Conoscendo che il Divin Verbo avrebbe assunto nella pienezza dei tempi la natura umana e sarebbe
divenuto così capo degli Angeli e degli uomini, adorato dagli uni e dagli altri per l’unione
ipostatica, sdegnò Lucifero di adorare il Verbo nell’assunta umanità, e trascinò nella rivolta molti
Angeli, ma sorse S. Michele a difendere l’onore di Gesù Cristo, predicò agli Angeli l’adorazione
dovuta al Verbo Incarnato, confuse Lucifero e lo vinse con tutti i suoi seguaci.”
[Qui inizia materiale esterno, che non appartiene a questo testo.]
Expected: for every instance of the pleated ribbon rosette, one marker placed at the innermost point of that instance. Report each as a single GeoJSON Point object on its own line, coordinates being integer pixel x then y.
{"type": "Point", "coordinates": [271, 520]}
I pensatori cristiani si dividono circa le cause di un tale orgoglio anche se in termini generali
concordano sul fatto che il primo Angelo, Lucifero, volesse diventare come Dio (da qui è
conveniente che si pensi per il desiderio di unione ipostatica, poiché diversamente come Lucifero
avrebbe mai potuto desiderare di diventare come Dio? ) e che gli altri angeli lo abbiano in certo
modo imitato. Lucifero, presuntuoso per la sua bellezza, avrebbe desiderato ciò che era al di sopra
di lui e a cui non poteva pervenire. L’orgoglio l’avrebbe dunque spinto a provare un desiderio
inammissibile e indebito di dignità, a desiderare ciò a cui sarebbe pervenuto solo in virtù della
grazia divina (esempio con l’unione ipostatica). Quindi: interpretazione del peccato d’orgoglio è
quella che concepisce la colpa di Lucifero come il desiderio disordinato di un’unione ipostatica del
Verbo di Dio con la sua natura angelica allo stesso modo di ciò che avviene nell’Incarnazione,
reputandola a lui assolutamente dovuta e ingiustamente rifiutata per essere assurdamente accordata
alla natura umana. Comunque questo peccato d’orgoglio è la malizia assoluta che rifiuta di fatto la
piena trascendenza divina nell’ordine dei rapporti personali con lui, nella pretesa, usando le parole
di Isaia, di “farsi uguale all’Altissimo” (Is XIV,14).

Nel mio studio ho riportato, comunque, una sola ipotesi, quella che io ritengo più giusta o quanto
meno la più plausibile.

Saluti e grazie per aver commentato.